Zhou Yi sighed deeply, delivering his final, calm warning.
"Young man, I am giving you one last, clear chance. Turn around, walk away, and I will erase this entire embarrassing display from my memory." His voice was calm, but the tone of command was absolute—the classic style of a powerful figure dismissing an irrelevant bystander.
This final, patronizing dismissal was the last straw. John gritted his teeth, his face a mask of wounded pride and furious determination, and he hurled the flaming sphere at Zhou Yi.
The scorching flames crackled, and as the basketball-sized sphere traveled the short distance across the lobby floor, it expanded exponentially, growing to the frightening, incandescent size of a fully grown elephant's head.
Neither Zhou Yi nor Sharice flinched.
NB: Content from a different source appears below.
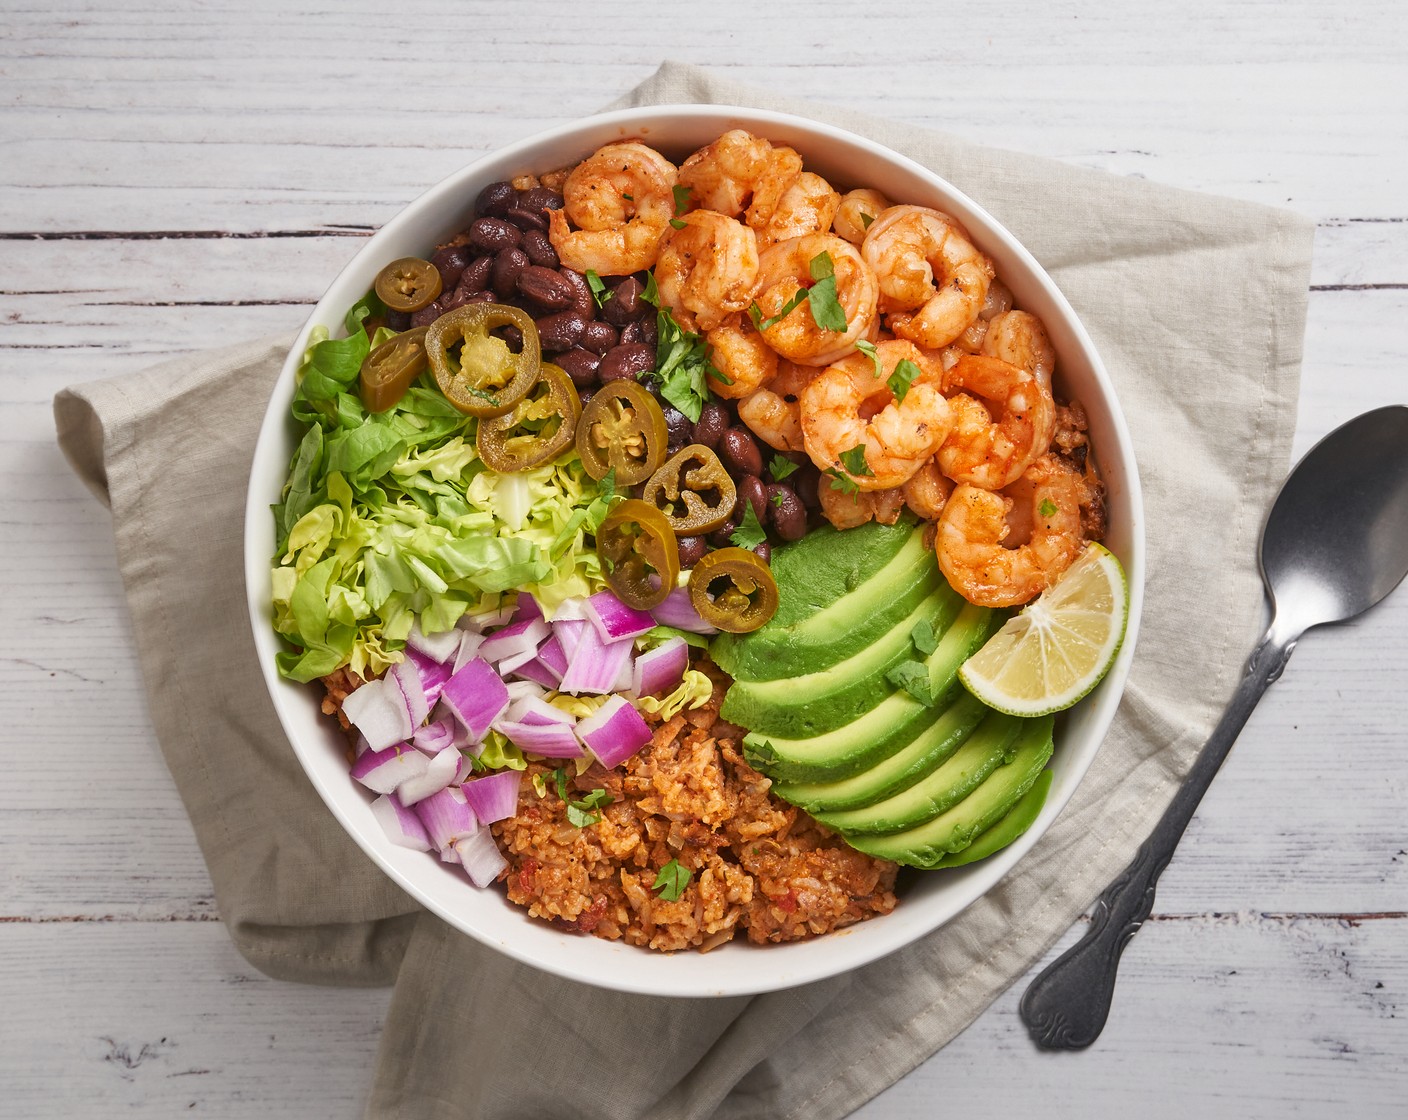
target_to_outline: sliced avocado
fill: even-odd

The enormous fireball, in their eyes, was nothing more than a ridiculous, oversized firework—a parlor trick.
To Zhou Yi, this thermal energy was meaningless. He needed only to raise his index finger.
An invisible, powerful psychic force—an absolute command over the electromagnetic and kinetic properties of the air—acted upon the flame.
The enormous, roaring mass of fire was instantly arrested mid-flight, seemingly snagged by nothing. John's frenzied efforts to push the attack forward were futile, the source of his power completely and instantaneously dominated.
In the space of a single, slow breath, the elephant-sized fireball was compressed, refined, and drawn inexorably toward Zhou Yi's fingertip. The immense energy was condensed into a tiny, contained flame, no larger than a child's thumb.
With an infinitesimal psychic adjustment, Zhou Yi shaped the minuscule flame. It was no longer a fire. It was a masterpiece of thermal sculpture: a tiny, dancing figure of a young girl, gracefully pirouetting on the tip of his finger, its light delicate and entirely contained.
This was true fire mastery—not control, but effortless elemental sculpture and subjugation.
John, sweating profusely and frantic, didn't even see the artistry. He was still flicking his empty Zippo, attempting to summon more power, unable to comprehend that his power had been utterly stolen and mocked.
Zhou Yi had no intention of teaching this clumsy man a prolonged lesson. He simply flicked his wrist. The flame-sculpture vanished. In its place, the captured thermal energy instantly erupted and transformed into a ferocious, crackling, emerald-green beast.
It roared—a sound heard only in the psychic scream of the thermal energy—and shot directly toward the young man who had dared to challenge him.
For such an ungrateful, persistent idiot, a harsh lesson designed to shatter his self-centered fantasy of power was the best course of action.